CNN cannot independently confirm the authenticity of the court decision and the Cuban government has declined to comment, though it has also not denied its accuracy.
Gross' attorney, Peter Khan, was not immediately available for comment, but has maintained that his client acted innocently and was not involved in subversive activities.
Cuba does not permit such technologies to be brought into the country without permission.
Judy Gross, meanwhile, is hoping that this week's papal visit might help bring her husband home.
"I'm very lonely," she said Friday, saying that her husband's third year in detention has left her with "a lot of anger."
"I miss Alan's companionship so much."
Their attorney has petitioned Cuban President Raul Castro, who took the reigns from his ailing brother, Fidel, in 2006, to allow Gross to be released for two weeks so he can visit his ailing mother.
The apparent quid pro quo request came after a U.S. court released on probation Rene Gonzalez, a Cuban national who spent 13 years behind bars for spying on U.S. military installations and Cuban exile groups.

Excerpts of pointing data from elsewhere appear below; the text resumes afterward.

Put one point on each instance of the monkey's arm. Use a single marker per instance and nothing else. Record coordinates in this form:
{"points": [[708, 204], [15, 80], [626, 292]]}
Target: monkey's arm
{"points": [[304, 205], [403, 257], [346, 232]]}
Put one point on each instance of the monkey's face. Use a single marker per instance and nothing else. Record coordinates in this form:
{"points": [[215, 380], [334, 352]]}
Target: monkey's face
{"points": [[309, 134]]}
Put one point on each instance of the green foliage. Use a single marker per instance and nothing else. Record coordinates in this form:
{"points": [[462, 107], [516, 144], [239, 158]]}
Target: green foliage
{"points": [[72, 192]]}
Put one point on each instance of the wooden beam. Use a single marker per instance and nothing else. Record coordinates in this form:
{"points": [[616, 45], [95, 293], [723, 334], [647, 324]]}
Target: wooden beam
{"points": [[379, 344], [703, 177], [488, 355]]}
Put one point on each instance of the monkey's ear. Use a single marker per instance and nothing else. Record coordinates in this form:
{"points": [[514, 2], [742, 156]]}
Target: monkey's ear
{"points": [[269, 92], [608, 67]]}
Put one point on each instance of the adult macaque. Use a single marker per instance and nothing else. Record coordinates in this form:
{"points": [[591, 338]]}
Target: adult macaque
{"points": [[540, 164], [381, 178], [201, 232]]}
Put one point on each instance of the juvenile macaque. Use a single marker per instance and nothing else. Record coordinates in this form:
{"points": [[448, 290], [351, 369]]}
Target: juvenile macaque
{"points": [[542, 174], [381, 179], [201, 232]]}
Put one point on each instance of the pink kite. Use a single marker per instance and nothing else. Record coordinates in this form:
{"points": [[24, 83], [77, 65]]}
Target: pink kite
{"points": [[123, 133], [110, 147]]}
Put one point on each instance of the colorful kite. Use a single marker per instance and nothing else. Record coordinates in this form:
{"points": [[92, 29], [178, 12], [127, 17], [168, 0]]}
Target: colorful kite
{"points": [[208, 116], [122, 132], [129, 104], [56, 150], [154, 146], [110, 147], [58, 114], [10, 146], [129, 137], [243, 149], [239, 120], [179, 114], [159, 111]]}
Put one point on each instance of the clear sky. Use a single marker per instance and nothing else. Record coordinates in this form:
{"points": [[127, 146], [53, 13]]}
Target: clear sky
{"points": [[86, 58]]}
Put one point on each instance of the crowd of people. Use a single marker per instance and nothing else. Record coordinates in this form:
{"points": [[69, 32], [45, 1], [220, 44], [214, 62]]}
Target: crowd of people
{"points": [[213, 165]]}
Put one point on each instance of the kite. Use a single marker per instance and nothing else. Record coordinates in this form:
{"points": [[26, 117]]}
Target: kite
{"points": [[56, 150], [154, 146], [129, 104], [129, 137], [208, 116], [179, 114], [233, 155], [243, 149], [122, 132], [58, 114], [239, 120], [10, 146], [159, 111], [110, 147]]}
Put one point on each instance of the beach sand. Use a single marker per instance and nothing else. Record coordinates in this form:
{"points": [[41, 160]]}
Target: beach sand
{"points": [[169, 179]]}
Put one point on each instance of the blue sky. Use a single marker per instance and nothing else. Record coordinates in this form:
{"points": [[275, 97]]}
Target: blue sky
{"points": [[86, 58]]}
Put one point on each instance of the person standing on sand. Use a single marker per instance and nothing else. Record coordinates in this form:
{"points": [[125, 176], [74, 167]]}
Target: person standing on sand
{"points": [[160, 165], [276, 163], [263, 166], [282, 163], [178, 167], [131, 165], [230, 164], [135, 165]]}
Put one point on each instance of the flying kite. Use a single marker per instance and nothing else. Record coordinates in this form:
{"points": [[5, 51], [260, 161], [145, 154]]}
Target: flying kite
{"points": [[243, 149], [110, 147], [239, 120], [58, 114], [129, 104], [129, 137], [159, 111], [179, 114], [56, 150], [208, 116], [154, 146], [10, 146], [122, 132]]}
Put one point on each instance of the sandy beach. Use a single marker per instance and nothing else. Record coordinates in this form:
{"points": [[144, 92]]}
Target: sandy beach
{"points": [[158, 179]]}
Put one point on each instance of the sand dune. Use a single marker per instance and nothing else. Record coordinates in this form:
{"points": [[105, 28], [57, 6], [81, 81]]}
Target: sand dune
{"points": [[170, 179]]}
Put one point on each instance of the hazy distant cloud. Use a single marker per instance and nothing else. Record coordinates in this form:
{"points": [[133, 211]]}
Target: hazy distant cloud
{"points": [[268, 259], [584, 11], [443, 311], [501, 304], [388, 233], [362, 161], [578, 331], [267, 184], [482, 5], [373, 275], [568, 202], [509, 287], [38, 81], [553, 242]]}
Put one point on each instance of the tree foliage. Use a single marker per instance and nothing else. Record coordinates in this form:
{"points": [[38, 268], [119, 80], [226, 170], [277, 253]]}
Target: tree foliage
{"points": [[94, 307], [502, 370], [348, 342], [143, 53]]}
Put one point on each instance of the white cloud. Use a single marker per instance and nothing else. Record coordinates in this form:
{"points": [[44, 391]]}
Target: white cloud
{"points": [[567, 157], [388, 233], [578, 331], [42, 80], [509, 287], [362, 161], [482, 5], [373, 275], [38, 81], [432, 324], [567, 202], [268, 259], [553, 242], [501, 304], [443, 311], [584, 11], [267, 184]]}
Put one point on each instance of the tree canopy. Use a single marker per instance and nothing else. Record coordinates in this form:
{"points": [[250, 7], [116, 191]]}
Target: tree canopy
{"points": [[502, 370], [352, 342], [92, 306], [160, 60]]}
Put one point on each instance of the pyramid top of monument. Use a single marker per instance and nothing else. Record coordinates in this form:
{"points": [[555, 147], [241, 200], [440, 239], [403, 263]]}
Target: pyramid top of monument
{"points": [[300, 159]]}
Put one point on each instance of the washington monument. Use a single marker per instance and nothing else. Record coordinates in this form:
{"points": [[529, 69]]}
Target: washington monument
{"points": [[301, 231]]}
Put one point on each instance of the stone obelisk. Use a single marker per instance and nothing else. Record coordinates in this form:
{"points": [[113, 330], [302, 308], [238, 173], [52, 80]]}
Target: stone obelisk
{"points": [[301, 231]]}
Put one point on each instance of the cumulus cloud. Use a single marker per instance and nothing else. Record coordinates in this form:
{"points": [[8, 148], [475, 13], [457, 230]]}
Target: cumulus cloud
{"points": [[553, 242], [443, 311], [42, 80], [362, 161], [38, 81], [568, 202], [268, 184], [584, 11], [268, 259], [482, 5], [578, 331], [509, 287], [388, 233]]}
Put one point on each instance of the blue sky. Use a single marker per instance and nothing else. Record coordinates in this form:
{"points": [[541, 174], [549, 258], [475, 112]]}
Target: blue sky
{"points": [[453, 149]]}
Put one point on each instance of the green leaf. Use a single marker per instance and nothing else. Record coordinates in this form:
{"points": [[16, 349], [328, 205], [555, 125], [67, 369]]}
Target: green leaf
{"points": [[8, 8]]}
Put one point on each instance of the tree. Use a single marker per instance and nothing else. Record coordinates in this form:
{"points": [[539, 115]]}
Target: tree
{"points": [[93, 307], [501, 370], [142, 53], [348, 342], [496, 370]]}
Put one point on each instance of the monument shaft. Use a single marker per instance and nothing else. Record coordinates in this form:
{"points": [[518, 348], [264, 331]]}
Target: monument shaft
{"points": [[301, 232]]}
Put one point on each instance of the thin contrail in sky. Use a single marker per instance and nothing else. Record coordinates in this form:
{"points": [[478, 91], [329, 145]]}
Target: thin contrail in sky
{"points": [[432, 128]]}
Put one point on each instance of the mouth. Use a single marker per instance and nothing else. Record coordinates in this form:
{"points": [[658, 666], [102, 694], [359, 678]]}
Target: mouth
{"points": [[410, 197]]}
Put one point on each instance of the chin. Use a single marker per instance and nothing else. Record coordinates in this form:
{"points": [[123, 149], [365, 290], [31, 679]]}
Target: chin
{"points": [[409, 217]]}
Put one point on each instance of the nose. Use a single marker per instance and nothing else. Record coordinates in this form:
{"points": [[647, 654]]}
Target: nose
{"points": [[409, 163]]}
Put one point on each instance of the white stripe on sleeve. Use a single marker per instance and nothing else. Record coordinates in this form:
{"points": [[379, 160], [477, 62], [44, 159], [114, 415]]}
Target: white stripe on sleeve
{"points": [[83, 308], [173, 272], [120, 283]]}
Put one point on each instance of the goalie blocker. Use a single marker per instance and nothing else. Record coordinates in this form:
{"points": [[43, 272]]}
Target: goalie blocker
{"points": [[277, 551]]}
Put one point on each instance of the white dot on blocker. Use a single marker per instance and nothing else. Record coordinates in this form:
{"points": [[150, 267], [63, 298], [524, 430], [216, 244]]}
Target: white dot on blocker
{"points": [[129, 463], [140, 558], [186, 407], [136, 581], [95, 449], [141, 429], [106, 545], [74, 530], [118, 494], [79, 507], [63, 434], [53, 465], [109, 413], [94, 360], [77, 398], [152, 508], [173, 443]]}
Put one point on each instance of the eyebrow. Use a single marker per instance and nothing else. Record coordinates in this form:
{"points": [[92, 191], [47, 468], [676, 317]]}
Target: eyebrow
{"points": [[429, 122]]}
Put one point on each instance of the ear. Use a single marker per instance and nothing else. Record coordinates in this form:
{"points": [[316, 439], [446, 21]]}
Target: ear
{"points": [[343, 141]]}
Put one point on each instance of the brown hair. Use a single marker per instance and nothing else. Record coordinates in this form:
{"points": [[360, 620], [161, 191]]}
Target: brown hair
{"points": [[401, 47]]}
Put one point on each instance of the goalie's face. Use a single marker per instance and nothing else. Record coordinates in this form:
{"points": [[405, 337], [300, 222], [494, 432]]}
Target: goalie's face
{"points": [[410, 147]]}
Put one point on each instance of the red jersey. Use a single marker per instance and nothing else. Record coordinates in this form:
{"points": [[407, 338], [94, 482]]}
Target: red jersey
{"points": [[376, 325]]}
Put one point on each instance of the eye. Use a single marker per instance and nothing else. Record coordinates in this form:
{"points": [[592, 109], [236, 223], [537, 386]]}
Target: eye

Gonzalez is a member of the so-called "Cuban Five," a group of Cuban men convicted in the United States on espionage charges. Cuba lauds the men as heroes, plastering their faces on billboards across the island.
Gonzalez, who had been unable to leave the United States as part of the terms of his release, was recently granted a temporary return home to visit an ailing family member, lending credence to the view that the United States could be exploring whether a potential prisoner swap might be possible for Gross.